CILLIZZA:  People I think—Chris, I think over the last four years on the Pelosi subject, I think between ‘06 when she became speaker, all the attention she got as the historic first woman in ‘10, if you look at the polling, it would suggest, you‘re looking at 90-plus percent of people who knew she was, and in a lot of these districts, remember, these are swing moderate to conservative districts, she was deeply unpopular, just as a sidebar.  But I do think people knew her.

MATTHEWS:  OK.  Thank you for that I need to be corrected.  I‘m just amazed to see in local election that she becomes the key issue which she seemed to become.

Thank you, Chris Cillizza.  Thank you, Chairman Bob Kabel of the Republican Party of Washington, D.C., intrepid as it is.

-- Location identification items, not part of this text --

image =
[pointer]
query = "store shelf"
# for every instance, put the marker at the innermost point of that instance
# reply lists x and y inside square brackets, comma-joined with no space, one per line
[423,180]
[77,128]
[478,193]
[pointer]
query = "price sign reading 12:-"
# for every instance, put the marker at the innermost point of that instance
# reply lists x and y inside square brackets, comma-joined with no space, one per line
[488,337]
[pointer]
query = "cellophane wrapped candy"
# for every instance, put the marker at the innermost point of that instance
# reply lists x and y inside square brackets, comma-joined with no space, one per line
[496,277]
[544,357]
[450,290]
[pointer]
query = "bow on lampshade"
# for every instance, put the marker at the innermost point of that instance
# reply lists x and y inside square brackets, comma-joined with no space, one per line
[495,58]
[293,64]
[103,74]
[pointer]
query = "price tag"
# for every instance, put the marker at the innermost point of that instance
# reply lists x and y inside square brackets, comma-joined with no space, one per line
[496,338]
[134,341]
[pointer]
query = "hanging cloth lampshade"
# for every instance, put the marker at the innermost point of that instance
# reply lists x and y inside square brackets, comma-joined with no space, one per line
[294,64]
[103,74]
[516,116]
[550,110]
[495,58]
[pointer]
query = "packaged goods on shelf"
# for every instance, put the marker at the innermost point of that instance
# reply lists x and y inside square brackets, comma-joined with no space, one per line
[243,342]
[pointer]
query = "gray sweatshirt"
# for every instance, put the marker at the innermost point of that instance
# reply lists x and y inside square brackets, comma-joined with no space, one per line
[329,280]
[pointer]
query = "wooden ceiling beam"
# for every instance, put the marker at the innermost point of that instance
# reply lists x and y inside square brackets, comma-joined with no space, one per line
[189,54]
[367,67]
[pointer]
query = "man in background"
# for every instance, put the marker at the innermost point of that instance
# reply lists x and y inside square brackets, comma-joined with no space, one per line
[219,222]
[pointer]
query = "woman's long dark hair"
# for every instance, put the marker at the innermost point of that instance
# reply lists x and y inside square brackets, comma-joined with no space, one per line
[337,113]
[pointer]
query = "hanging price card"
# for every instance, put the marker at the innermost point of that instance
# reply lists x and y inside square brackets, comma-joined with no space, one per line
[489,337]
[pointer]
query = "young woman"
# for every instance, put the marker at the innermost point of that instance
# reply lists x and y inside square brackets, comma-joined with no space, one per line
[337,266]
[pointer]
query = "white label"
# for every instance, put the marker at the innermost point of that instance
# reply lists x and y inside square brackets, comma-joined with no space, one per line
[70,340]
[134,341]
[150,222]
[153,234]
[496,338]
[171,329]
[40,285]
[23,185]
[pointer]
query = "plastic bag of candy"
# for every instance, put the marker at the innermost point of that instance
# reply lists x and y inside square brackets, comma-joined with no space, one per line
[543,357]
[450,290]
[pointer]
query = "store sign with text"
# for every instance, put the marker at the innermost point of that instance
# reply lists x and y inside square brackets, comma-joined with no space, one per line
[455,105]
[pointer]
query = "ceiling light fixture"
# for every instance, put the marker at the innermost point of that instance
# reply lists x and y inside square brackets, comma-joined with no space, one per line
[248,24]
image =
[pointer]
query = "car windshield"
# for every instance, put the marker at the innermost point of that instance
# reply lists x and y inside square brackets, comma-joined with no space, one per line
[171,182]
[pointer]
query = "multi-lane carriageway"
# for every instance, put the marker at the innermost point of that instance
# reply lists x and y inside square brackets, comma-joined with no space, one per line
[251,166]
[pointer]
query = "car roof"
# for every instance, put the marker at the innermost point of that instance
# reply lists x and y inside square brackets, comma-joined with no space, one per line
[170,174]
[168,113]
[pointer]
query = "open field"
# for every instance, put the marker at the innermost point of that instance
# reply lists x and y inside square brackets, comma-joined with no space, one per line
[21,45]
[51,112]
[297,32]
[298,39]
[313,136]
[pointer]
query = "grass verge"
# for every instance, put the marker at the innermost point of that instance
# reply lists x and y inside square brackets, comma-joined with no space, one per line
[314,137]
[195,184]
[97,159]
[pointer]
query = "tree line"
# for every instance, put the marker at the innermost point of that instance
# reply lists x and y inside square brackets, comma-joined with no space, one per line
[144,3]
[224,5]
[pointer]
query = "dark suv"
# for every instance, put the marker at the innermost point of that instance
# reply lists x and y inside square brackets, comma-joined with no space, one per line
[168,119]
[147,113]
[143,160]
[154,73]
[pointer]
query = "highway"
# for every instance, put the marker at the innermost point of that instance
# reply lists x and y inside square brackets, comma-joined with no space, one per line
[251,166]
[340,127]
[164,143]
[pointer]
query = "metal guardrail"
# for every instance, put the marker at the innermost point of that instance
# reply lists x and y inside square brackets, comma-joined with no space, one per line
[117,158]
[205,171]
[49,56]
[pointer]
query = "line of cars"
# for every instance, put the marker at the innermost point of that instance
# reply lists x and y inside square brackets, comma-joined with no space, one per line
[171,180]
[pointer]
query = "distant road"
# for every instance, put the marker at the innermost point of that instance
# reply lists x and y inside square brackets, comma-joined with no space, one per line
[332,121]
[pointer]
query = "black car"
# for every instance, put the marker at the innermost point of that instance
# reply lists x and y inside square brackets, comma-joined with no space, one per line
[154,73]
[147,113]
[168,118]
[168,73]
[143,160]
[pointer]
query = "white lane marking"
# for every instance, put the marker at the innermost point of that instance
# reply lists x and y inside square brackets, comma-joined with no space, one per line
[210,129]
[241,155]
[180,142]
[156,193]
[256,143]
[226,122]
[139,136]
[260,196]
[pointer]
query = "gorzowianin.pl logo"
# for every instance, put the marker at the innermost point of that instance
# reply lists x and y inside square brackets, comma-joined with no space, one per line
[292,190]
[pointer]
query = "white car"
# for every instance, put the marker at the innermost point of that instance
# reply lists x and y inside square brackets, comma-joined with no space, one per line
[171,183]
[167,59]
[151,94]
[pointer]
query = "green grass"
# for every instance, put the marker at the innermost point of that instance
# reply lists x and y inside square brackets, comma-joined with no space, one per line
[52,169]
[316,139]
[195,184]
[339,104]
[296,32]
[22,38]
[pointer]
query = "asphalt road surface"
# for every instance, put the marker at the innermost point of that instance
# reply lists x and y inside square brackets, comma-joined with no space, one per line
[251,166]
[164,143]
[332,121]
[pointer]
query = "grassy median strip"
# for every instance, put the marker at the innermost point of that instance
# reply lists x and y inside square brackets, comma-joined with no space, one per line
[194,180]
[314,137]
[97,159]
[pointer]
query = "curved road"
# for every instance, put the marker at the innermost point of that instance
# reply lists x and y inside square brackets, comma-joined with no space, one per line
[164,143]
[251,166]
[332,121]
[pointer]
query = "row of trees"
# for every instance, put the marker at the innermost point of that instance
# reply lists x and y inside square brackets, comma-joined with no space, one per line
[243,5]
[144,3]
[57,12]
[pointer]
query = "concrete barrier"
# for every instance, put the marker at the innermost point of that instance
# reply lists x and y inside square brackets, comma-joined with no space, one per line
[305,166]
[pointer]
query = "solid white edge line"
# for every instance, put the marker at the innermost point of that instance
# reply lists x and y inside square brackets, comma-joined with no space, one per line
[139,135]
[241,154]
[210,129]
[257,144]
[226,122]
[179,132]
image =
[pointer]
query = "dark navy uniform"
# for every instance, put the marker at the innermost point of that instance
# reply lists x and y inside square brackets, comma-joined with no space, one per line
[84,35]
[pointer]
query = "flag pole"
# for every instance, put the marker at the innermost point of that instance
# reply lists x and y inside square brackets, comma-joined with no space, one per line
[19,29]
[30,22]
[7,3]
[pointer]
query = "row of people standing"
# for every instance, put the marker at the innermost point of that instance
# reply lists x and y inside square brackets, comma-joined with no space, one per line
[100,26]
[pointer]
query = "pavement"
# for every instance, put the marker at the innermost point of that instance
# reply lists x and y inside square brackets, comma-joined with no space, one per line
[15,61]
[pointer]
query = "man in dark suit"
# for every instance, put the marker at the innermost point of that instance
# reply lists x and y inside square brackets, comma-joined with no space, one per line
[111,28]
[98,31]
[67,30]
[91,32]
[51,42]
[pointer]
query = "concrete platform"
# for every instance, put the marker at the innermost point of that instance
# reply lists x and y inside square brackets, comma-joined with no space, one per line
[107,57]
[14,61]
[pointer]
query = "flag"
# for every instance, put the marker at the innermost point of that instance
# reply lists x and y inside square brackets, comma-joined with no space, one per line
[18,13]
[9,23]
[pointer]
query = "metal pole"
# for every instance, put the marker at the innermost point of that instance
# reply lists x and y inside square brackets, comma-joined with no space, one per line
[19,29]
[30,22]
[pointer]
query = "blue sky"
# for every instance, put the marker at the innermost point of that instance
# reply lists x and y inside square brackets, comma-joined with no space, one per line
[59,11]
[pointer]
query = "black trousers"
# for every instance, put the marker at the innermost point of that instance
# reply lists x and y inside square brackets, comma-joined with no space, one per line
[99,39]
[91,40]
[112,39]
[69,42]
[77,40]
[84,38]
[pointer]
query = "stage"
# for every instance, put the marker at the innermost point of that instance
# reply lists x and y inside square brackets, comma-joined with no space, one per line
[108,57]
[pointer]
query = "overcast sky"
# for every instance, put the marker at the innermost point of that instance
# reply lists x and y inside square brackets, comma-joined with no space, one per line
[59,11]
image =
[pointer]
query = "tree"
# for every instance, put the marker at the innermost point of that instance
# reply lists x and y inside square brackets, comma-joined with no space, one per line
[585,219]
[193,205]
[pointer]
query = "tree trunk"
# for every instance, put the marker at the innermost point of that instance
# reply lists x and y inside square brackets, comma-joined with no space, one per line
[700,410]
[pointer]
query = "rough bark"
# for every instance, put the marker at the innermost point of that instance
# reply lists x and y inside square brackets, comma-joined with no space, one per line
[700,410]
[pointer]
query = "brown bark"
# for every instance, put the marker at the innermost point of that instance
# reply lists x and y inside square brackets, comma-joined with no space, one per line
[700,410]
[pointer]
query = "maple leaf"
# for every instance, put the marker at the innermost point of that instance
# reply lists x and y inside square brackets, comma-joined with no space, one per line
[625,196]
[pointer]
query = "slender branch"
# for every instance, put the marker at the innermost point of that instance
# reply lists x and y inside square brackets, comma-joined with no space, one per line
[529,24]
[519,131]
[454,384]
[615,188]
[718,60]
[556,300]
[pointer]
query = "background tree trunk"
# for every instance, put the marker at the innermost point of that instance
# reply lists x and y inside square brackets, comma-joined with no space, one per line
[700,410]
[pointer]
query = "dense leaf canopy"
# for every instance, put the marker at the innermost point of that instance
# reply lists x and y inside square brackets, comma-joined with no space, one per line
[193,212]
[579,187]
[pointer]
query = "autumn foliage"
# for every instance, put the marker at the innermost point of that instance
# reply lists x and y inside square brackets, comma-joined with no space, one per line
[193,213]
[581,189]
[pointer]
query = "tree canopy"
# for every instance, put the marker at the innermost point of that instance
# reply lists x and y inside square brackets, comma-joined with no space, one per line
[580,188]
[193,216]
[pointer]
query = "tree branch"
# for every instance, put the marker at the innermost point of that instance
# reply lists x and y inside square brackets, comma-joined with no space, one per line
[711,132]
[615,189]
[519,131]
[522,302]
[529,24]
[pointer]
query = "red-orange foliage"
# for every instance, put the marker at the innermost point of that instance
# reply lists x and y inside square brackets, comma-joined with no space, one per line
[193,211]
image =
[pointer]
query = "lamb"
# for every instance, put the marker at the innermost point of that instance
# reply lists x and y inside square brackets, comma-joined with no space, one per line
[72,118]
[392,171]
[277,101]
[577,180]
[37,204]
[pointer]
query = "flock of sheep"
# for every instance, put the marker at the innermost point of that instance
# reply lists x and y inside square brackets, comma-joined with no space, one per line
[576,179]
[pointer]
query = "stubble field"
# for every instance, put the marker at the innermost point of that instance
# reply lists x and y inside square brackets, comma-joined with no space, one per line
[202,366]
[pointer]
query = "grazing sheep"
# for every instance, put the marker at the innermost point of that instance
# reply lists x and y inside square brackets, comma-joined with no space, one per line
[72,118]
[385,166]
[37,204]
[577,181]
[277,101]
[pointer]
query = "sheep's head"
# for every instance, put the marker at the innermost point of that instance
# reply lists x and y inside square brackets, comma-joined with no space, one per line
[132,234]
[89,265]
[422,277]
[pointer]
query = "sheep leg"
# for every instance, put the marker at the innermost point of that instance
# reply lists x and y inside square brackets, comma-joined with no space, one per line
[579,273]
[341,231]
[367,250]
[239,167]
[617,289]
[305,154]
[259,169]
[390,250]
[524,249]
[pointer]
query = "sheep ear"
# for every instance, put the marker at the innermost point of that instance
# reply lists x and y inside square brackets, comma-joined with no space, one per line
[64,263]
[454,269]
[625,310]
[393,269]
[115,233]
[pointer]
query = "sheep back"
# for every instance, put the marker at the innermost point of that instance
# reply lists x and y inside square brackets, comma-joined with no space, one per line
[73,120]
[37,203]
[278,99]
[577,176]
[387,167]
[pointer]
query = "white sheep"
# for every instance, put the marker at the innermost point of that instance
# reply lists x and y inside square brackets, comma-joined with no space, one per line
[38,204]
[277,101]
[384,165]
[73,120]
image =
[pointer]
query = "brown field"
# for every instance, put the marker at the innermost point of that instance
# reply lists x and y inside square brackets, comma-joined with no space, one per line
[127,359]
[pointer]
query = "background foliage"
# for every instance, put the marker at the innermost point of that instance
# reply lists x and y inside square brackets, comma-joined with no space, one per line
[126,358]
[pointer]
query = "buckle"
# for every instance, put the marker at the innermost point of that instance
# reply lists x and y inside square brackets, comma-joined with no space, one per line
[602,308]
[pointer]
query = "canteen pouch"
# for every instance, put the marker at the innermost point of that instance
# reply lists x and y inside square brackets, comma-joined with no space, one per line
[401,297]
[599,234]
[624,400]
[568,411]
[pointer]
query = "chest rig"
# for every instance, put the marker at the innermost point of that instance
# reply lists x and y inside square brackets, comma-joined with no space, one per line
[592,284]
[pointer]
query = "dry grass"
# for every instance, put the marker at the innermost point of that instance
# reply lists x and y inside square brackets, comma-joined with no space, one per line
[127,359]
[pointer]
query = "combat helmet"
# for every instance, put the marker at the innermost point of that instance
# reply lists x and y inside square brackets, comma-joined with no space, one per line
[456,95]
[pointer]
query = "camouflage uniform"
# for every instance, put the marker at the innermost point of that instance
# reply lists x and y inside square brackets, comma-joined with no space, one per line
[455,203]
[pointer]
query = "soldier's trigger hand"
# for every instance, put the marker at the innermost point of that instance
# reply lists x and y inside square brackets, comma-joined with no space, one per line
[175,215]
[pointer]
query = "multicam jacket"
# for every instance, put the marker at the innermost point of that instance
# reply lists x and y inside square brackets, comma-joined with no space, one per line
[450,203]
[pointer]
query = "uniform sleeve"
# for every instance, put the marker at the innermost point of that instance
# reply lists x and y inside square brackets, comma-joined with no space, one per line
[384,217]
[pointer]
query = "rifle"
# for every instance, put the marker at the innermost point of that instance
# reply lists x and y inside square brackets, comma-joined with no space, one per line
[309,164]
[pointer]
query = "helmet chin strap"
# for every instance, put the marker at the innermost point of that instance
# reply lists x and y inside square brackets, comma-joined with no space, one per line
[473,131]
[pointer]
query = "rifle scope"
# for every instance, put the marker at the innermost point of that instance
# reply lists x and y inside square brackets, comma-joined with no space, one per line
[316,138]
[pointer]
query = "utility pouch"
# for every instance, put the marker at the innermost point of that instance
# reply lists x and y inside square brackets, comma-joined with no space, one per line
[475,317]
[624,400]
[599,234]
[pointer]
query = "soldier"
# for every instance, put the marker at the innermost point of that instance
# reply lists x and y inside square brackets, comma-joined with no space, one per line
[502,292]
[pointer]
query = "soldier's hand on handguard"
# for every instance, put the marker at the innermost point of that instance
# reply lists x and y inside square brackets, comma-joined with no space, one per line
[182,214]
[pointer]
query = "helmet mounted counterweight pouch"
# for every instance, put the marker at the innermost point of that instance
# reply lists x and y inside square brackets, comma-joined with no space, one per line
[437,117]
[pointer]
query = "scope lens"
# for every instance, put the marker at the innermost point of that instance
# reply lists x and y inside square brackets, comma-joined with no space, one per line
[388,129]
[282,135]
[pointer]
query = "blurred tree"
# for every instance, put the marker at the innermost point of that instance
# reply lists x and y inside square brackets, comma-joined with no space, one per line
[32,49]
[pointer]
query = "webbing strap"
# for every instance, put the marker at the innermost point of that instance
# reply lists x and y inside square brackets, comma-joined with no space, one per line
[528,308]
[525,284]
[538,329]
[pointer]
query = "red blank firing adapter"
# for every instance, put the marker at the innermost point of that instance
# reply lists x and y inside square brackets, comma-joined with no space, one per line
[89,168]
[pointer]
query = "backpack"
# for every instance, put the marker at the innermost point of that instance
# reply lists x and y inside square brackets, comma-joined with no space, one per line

When we return, let me finish with some thoughts about Joe and Valerie Wilson and the fantastic new movie.  And I mean it‘s first-rate movie, “Fair Game.”

You‘re you are watching HARDBALL, only on MSNBC.

(COMMERCIAL BREAK)

MATTHEWS:  Let me finish tonight with a stirring movie I saw last night.

I had heard of the first-rate script, the masterful performances by the leads, Naomi Watts and Sean Penn.  What I was not prepared for in “Fair Game” was the story itself, the wondrous dramatic courage of it all.  The movie opens with this actually gutsy CIA agent out in the war of terror, trying to stop the spread of nuclear weapons from getting into dangerous hands.

I was simply overwhelmed by the sheer guts of Naomi Watts‘ character, anyone would be, especially in America, and especially someone who has children like we do, young adults and thinking how inspiring this must to be them, to have this pull to go out there and risk all for your country, like this young woman did.

The real-life Valerie Plame Wilson is the true hero of this saga.  Her career fighting the dangers facing us, her discipline in keeping it secret, her readiness to honor a loving marriage in the face of it all, and then the crushing waterfall of betrayal, the decision by war hawks in this country, the neocon crowd holed up in the White House bunker who wanted to protect a case they‘d built for the Iraq war, that whole PR campaign that ramrodded out of the White House and the country‘s op-ed pages that ran roughshod over good journalism and all the other obstacles we need if skepticism and eventually truth is ever to survive the onslaught of propaganda, especially the war-whooping kind that was embraced by this country‘s establishment after 9/11.

This is one fine movie.  While it will never be another “Casablanca,” “Fair Game” is perfect for our murky time.  It‘s a great story of two people caught up in a dirty, ruthless campaign to justify a war that most Americans can see now was never justified either by fact or the fiction ordered up to sell it.

Want to understand Iraq and how we got there?  Want a real look at the Bush White House and how they got us there?  Want to see on the big screen what our nightly fights here are all about?  Go see this movie.

That‘s HARDBALL for now.  Thanks for being with us.

Right now, it‘s time for “THE ED SHOW” with Ed Schultz.